Donato contou 60 homens naquele dia, 20 deles com farda da polícia. Os outros eram jagunços contratados por fazendeiros para expulsá-los dali. Chegaram soltando tiros para o alto e tochas sobre as casas. Fora a grama tosca, nada mais nasceria no lugar onde ficava a residência deles. Em todos os lugares, só havia cinzas. Natália encontrou numa propriedade vizinha os restos de um paiol. Passaria ali uns dias com os filhos – o mais novo de 1 ano de idade e o mais velho de 15. Uma lata de banha faria as vezes de panela, mas faltava a comida. Por sorte, a notícia do ataque se espalhou e parentes e vizinhos distantes trouxeram alimentos.

Natália deu à luz o sexto filho enquanto revezava os dias nas casas de vizinhos. Nesse meio tempo, Donato foi ter com o delegado de polícia de Cerro Azul, município ao qual pertencia a Vila Branca, elevada em 1993 à condição de município com o nome de Doutor Ulisses. O delegado nada fez. Um tio de Donato levou então a queixa a Brasília e, coincidentemente, semanas depois seria publicado no Diário Oficial da União o confisco de 25 mil hectares da fazenda Morungava, onde se localizava o quilombo. O confisco era para ressarcir o desvio de bens praticado pelo grupo empresarial do governador Moisés Lupion.

Por ironia, foi no período mais sangrento da ditadura militar brasileira que uma decisão do general Emílio Garrastazu Médici salvou a família de Donato e outras mil famílias do Vale do Ribeira. Segundo os militares, em 1951 Lupion se apropriou indevidamente da fábrica de papéis da União em Arapoti, explorando-a de forma predatória até 1968, quando o governo a recuperou na Justiça. Uma perícia mostrou que o grupo Lupion havia dilapidado o patrimônio público, o que levou a Comissão Geral de Investigações a usar o Ato Institucional n.º 5 para confiscar outros bens do grupo, no caso a fazenda Morungava, como forma de ressarcir os danos.
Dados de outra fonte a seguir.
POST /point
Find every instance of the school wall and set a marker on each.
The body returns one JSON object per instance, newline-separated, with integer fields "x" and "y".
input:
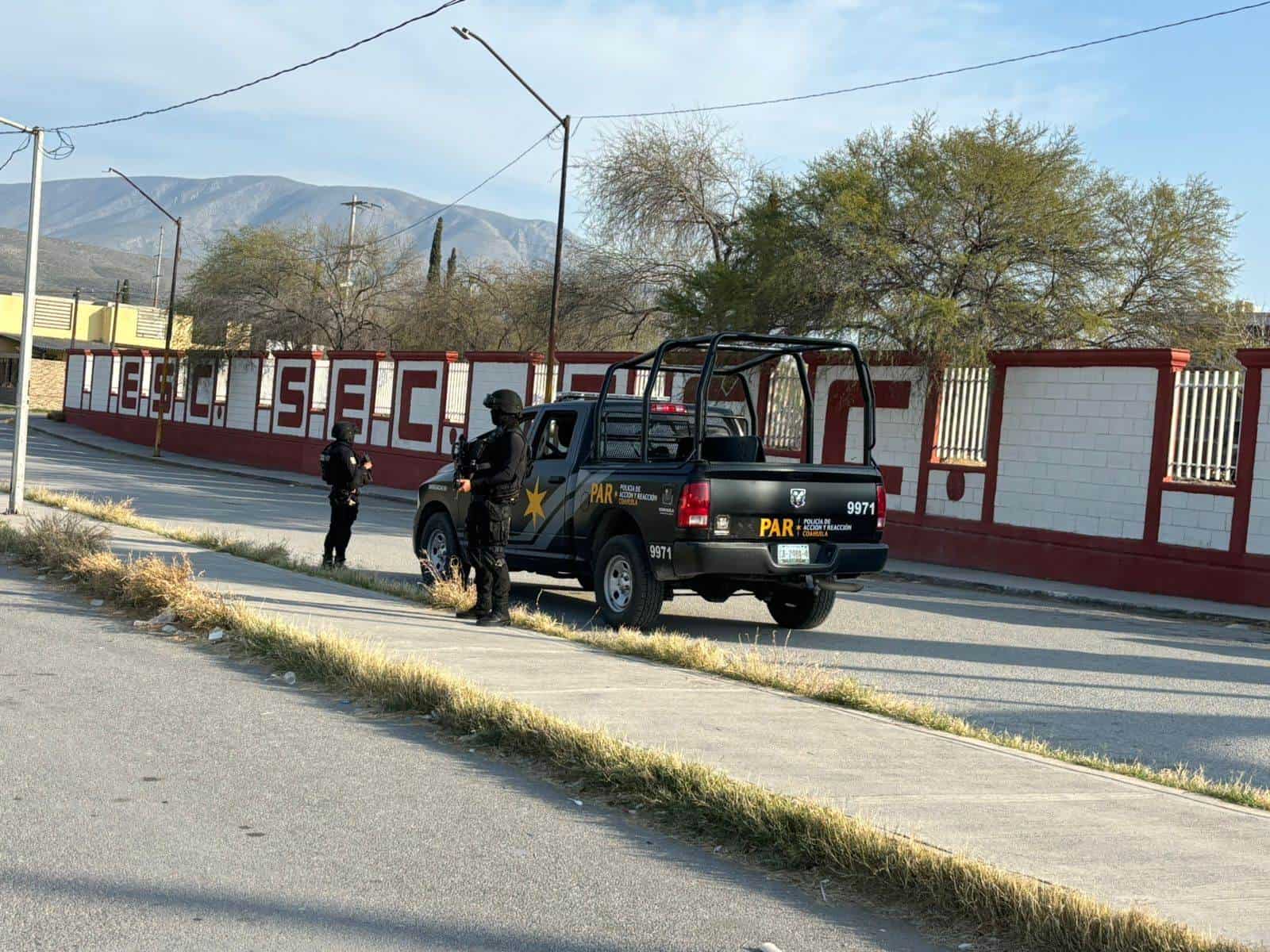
{"x": 1073, "y": 489}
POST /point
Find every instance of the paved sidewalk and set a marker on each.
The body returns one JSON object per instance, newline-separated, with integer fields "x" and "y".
{"x": 1126, "y": 842}
{"x": 949, "y": 575}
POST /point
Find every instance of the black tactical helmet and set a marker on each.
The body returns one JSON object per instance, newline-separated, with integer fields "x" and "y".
{"x": 505, "y": 401}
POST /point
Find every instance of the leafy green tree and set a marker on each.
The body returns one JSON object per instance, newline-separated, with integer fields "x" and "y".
{"x": 949, "y": 244}
{"x": 435, "y": 255}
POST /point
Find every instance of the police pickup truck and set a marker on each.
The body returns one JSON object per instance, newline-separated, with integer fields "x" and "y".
{"x": 641, "y": 497}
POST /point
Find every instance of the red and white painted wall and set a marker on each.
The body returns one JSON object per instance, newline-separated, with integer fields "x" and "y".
{"x": 1072, "y": 484}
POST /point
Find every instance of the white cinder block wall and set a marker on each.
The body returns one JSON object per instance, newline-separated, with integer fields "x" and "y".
{"x": 1259, "y": 516}
{"x": 1197, "y": 520}
{"x": 899, "y": 429}
{"x": 1076, "y": 448}
{"x": 74, "y": 382}
{"x": 241, "y": 400}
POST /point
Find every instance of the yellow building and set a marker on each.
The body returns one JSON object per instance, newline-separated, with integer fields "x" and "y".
{"x": 97, "y": 324}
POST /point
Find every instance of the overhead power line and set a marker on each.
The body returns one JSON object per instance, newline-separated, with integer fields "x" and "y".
{"x": 264, "y": 79}
{"x": 939, "y": 73}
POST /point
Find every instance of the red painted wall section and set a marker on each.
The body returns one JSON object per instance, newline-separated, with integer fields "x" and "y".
{"x": 198, "y": 406}
{"x": 352, "y": 386}
{"x": 412, "y": 382}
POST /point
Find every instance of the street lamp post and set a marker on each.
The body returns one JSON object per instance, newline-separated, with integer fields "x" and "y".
{"x": 171, "y": 313}
{"x": 564, "y": 173}
{"x": 18, "y": 471}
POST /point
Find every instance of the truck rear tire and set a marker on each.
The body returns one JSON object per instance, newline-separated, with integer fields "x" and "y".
{"x": 802, "y": 609}
{"x": 626, "y": 590}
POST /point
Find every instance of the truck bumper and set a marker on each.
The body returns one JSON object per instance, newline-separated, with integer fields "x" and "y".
{"x": 759, "y": 560}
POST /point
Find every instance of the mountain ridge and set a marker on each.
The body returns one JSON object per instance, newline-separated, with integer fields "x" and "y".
{"x": 107, "y": 213}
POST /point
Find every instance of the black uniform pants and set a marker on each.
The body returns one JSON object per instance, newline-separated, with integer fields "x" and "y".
{"x": 343, "y": 514}
{"x": 489, "y": 524}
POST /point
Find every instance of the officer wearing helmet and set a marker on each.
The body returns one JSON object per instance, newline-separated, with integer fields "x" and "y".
{"x": 495, "y": 486}
{"x": 346, "y": 473}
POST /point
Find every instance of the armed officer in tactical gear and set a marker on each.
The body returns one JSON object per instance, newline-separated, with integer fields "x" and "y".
{"x": 495, "y": 486}
{"x": 346, "y": 473}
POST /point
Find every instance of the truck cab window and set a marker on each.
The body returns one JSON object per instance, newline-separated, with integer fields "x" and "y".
{"x": 556, "y": 436}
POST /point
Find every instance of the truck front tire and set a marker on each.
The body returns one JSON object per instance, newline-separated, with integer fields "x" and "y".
{"x": 438, "y": 549}
{"x": 626, "y": 590}
{"x": 802, "y": 608}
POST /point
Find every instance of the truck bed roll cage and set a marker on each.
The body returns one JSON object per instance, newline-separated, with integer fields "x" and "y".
{"x": 764, "y": 347}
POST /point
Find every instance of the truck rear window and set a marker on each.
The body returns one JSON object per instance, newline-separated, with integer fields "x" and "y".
{"x": 670, "y": 437}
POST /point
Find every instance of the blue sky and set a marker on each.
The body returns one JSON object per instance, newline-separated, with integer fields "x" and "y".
{"x": 425, "y": 112}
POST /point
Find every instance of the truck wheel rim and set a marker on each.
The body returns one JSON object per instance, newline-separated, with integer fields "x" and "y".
{"x": 619, "y": 582}
{"x": 438, "y": 551}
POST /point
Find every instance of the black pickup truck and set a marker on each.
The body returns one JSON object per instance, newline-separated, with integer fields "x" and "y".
{"x": 641, "y": 497}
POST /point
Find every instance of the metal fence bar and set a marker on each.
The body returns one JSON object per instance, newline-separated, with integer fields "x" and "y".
{"x": 456, "y": 393}
{"x": 963, "y": 418}
{"x": 1204, "y": 429}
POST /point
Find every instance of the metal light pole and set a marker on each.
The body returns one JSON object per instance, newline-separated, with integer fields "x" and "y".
{"x": 564, "y": 173}
{"x": 158, "y": 267}
{"x": 74, "y": 319}
{"x": 171, "y": 315}
{"x": 18, "y": 473}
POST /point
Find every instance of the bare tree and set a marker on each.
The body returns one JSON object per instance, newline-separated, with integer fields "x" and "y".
{"x": 506, "y": 308}
{"x": 670, "y": 192}
{"x": 302, "y": 287}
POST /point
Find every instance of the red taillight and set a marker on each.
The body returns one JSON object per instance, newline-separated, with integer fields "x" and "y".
{"x": 695, "y": 507}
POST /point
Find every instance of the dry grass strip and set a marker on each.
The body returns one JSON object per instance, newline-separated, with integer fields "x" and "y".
{"x": 749, "y": 666}
{"x": 787, "y": 831}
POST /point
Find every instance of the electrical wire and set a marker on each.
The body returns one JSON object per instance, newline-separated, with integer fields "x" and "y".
{"x": 940, "y": 73}
{"x": 264, "y": 79}
{"x": 25, "y": 144}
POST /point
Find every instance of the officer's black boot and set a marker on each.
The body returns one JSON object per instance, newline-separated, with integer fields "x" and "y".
{"x": 498, "y": 615}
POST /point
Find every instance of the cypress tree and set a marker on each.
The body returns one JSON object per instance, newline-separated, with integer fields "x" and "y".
{"x": 435, "y": 258}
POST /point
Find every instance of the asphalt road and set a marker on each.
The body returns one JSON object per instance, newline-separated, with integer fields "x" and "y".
{"x": 1128, "y": 685}
{"x": 158, "y": 797}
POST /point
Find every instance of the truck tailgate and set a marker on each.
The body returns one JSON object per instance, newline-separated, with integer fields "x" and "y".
{"x": 794, "y": 503}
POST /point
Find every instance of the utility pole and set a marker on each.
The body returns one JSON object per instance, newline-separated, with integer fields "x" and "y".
{"x": 18, "y": 473}
{"x": 352, "y": 230}
{"x": 168, "y": 382}
{"x": 74, "y": 317}
{"x": 464, "y": 33}
{"x": 114, "y": 314}
{"x": 159, "y": 264}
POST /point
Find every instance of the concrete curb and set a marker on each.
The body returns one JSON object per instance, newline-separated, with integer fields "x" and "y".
{"x": 1079, "y": 600}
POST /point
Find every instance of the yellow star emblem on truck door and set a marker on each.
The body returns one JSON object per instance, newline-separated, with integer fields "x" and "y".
{"x": 533, "y": 511}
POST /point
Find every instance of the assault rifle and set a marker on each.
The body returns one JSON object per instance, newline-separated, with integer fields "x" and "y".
{"x": 465, "y": 454}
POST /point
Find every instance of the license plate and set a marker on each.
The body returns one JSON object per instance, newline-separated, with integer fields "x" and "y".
{"x": 793, "y": 555}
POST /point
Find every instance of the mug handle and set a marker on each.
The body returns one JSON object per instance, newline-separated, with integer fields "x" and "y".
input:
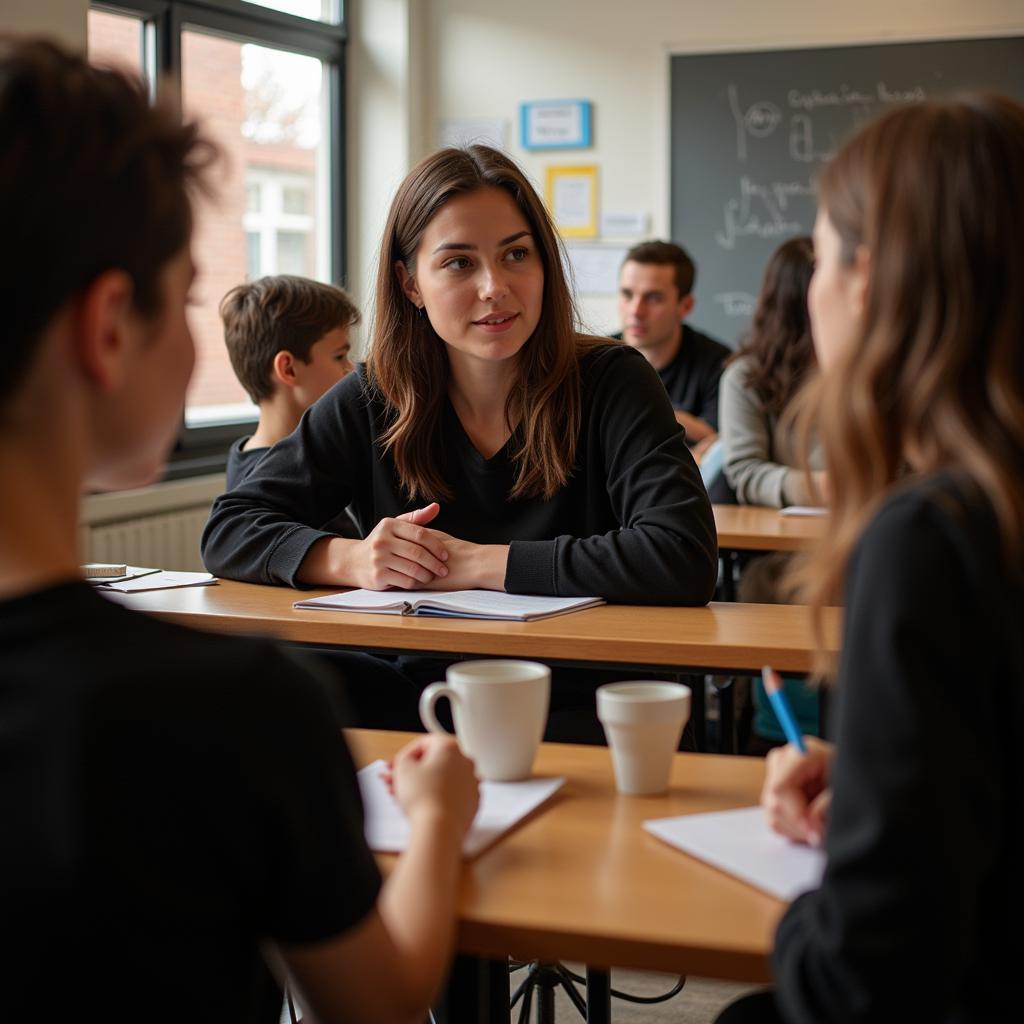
{"x": 428, "y": 698}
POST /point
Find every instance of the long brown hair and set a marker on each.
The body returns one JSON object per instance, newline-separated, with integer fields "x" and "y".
{"x": 408, "y": 364}
{"x": 778, "y": 346}
{"x": 936, "y": 374}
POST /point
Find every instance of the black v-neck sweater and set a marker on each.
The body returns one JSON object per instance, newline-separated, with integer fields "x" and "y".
{"x": 633, "y": 524}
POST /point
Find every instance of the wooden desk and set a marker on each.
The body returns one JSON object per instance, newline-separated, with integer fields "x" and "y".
{"x": 723, "y": 637}
{"x": 751, "y": 527}
{"x": 582, "y": 881}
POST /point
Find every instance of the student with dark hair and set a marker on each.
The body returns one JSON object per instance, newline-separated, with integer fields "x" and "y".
{"x": 655, "y": 297}
{"x": 288, "y": 339}
{"x": 485, "y": 443}
{"x": 920, "y": 332}
{"x": 761, "y": 459}
{"x": 762, "y": 464}
{"x": 179, "y": 809}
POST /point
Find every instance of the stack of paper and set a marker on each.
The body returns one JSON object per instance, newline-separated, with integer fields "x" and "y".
{"x": 742, "y": 844}
{"x": 136, "y": 580}
{"x": 454, "y": 603}
{"x": 502, "y": 805}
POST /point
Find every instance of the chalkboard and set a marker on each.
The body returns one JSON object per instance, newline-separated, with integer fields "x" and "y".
{"x": 751, "y": 131}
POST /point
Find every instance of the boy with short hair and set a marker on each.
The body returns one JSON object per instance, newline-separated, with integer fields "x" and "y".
{"x": 288, "y": 339}
{"x": 179, "y": 808}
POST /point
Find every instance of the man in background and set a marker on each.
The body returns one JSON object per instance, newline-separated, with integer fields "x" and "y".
{"x": 655, "y": 287}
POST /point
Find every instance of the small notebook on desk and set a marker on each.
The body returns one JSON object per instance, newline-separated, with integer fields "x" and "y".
{"x": 742, "y": 844}
{"x": 502, "y": 806}
{"x": 455, "y": 603}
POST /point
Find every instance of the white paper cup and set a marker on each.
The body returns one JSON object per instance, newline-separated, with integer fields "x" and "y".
{"x": 643, "y": 722}
{"x": 500, "y": 709}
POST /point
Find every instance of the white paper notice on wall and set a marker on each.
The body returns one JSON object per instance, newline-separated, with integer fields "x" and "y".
{"x": 466, "y": 131}
{"x": 595, "y": 268}
{"x": 624, "y": 222}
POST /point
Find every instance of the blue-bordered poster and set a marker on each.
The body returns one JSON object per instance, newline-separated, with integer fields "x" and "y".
{"x": 555, "y": 124}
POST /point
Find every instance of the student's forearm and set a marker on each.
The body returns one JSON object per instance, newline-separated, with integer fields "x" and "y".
{"x": 328, "y": 562}
{"x": 418, "y": 900}
{"x": 494, "y": 560}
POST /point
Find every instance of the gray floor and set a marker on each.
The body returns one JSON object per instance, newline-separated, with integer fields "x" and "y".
{"x": 699, "y": 1001}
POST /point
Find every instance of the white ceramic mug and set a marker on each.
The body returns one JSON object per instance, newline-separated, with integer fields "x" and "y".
{"x": 643, "y": 722}
{"x": 500, "y": 710}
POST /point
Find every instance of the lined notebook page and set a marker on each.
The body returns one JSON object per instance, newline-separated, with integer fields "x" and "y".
{"x": 502, "y": 805}
{"x": 742, "y": 844}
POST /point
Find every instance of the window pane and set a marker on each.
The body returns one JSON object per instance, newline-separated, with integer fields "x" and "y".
{"x": 294, "y": 199}
{"x": 317, "y": 10}
{"x": 265, "y": 109}
{"x": 253, "y": 261}
{"x": 116, "y": 40}
{"x": 292, "y": 252}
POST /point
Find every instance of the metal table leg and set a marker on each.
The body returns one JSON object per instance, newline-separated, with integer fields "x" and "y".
{"x": 476, "y": 992}
{"x": 598, "y": 996}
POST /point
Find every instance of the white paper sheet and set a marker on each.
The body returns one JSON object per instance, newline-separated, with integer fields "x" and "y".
{"x": 160, "y": 581}
{"x": 456, "y": 603}
{"x": 502, "y": 805}
{"x": 742, "y": 844}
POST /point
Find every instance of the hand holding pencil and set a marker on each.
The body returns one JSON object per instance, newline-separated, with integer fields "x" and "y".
{"x": 796, "y": 793}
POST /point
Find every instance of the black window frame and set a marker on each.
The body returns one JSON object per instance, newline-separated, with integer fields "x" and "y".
{"x": 201, "y": 451}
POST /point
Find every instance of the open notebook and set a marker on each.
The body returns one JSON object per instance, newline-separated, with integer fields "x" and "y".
{"x": 455, "y": 603}
{"x": 502, "y": 805}
{"x": 742, "y": 844}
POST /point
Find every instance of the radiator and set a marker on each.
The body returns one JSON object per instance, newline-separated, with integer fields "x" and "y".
{"x": 158, "y": 526}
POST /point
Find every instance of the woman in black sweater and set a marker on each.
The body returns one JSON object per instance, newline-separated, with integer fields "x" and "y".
{"x": 918, "y": 314}
{"x": 485, "y": 443}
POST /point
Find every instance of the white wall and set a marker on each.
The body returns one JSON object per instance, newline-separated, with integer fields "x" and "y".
{"x": 479, "y": 58}
{"x": 65, "y": 19}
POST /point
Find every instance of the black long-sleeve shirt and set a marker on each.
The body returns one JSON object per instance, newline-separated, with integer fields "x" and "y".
{"x": 919, "y": 915}
{"x": 633, "y": 524}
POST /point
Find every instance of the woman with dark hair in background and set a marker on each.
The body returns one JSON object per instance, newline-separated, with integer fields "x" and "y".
{"x": 760, "y": 381}
{"x": 918, "y": 313}
{"x": 485, "y": 443}
{"x": 761, "y": 452}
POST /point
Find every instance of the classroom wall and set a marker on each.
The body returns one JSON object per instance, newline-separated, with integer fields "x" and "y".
{"x": 479, "y": 58}
{"x": 62, "y": 18}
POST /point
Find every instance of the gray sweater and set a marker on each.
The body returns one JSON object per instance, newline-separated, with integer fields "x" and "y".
{"x": 761, "y": 461}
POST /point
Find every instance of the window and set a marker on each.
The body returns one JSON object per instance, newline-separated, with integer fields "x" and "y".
{"x": 264, "y": 81}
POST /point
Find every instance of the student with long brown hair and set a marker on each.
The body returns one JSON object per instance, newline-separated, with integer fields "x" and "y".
{"x": 918, "y": 314}
{"x": 485, "y": 443}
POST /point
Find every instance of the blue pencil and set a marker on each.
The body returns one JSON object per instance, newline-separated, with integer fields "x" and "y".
{"x": 779, "y": 705}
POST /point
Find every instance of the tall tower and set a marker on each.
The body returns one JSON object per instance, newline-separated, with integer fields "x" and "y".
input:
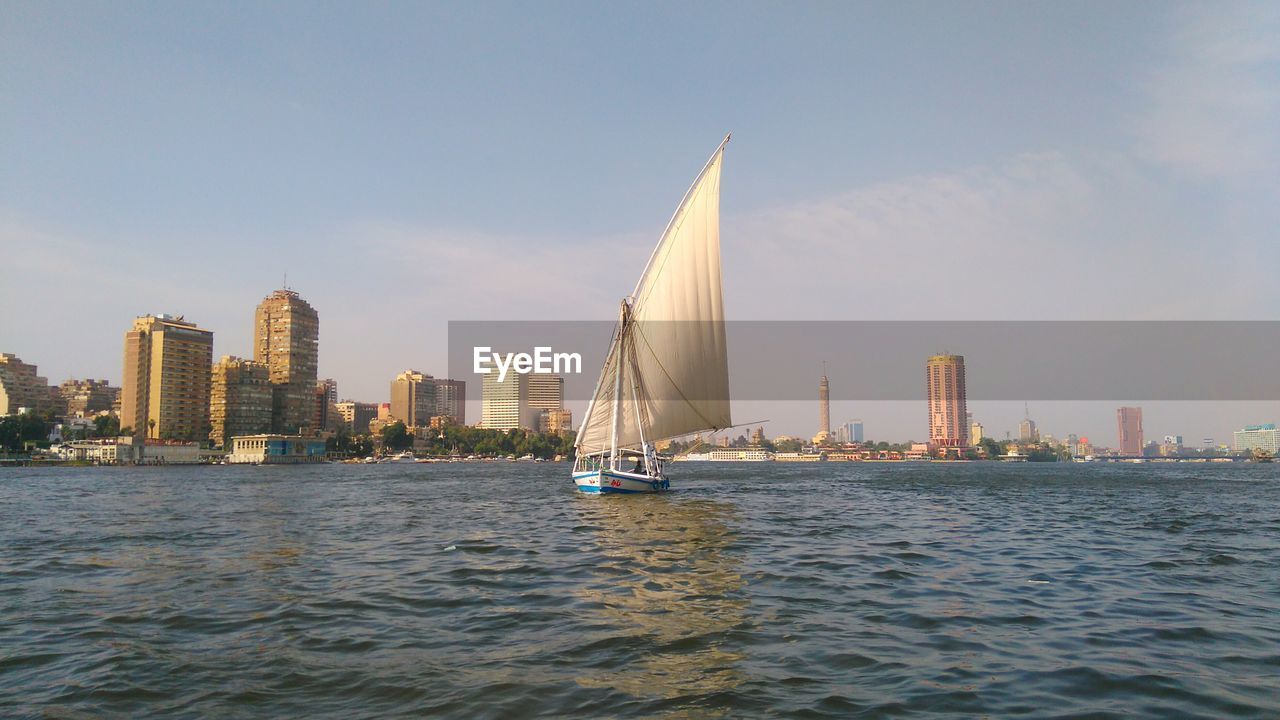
{"x": 414, "y": 399}
{"x": 167, "y": 369}
{"x": 947, "y": 408}
{"x": 1129, "y": 420}
{"x": 824, "y": 404}
{"x": 287, "y": 340}
{"x": 240, "y": 401}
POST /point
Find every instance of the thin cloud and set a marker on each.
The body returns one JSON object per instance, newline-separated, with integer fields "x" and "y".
{"x": 1215, "y": 106}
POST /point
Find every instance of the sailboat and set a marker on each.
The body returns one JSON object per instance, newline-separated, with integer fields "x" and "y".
{"x": 666, "y": 373}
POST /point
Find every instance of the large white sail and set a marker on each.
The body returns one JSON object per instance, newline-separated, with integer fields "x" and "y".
{"x": 671, "y": 346}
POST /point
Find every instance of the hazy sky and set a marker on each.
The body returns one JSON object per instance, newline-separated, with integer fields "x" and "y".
{"x": 407, "y": 164}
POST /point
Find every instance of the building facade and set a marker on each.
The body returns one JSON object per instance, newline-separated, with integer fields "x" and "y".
{"x": 1129, "y": 424}
{"x": 21, "y": 387}
{"x": 275, "y": 450}
{"x": 823, "y": 410}
{"x": 1027, "y": 431}
{"x": 946, "y": 397}
{"x": 414, "y": 399}
{"x": 287, "y": 340}
{"x": 85, "y": 399}
{"x": 357, "y": 415}
{"x": 325, "y": 410}
{"x": 240, "y": 400}
{"x": 167, "y": 369}
{"x": 556, "y": 422}
{"x": 519, "y": 400}
{"x": 451, "y": 400}
{"x": 1257, "y": 438}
As terras passaram para a União, mas as famílias continuaram ali, na condição de arrendatárias ou posseiras. As oito que resistiram ao avanço dos latifúndios e das plantações de pínus integram hoje um grupo estimado em 2 milhões de descendentes de escravos vivendo em quilombos. A agricultura é a principal atividade, mas não garante o sustento de todos. Por isso a renda vem de transferências de recursos públicos, como aposentadoria e programas sociais. Não fossem os dois salários mínimos da aposentadoria de Donato e de Natália, a família muitas vezes não teria o que comer. "Hoje os tempo são outro", diz Natália. Feliz e com as mãos nas ancas.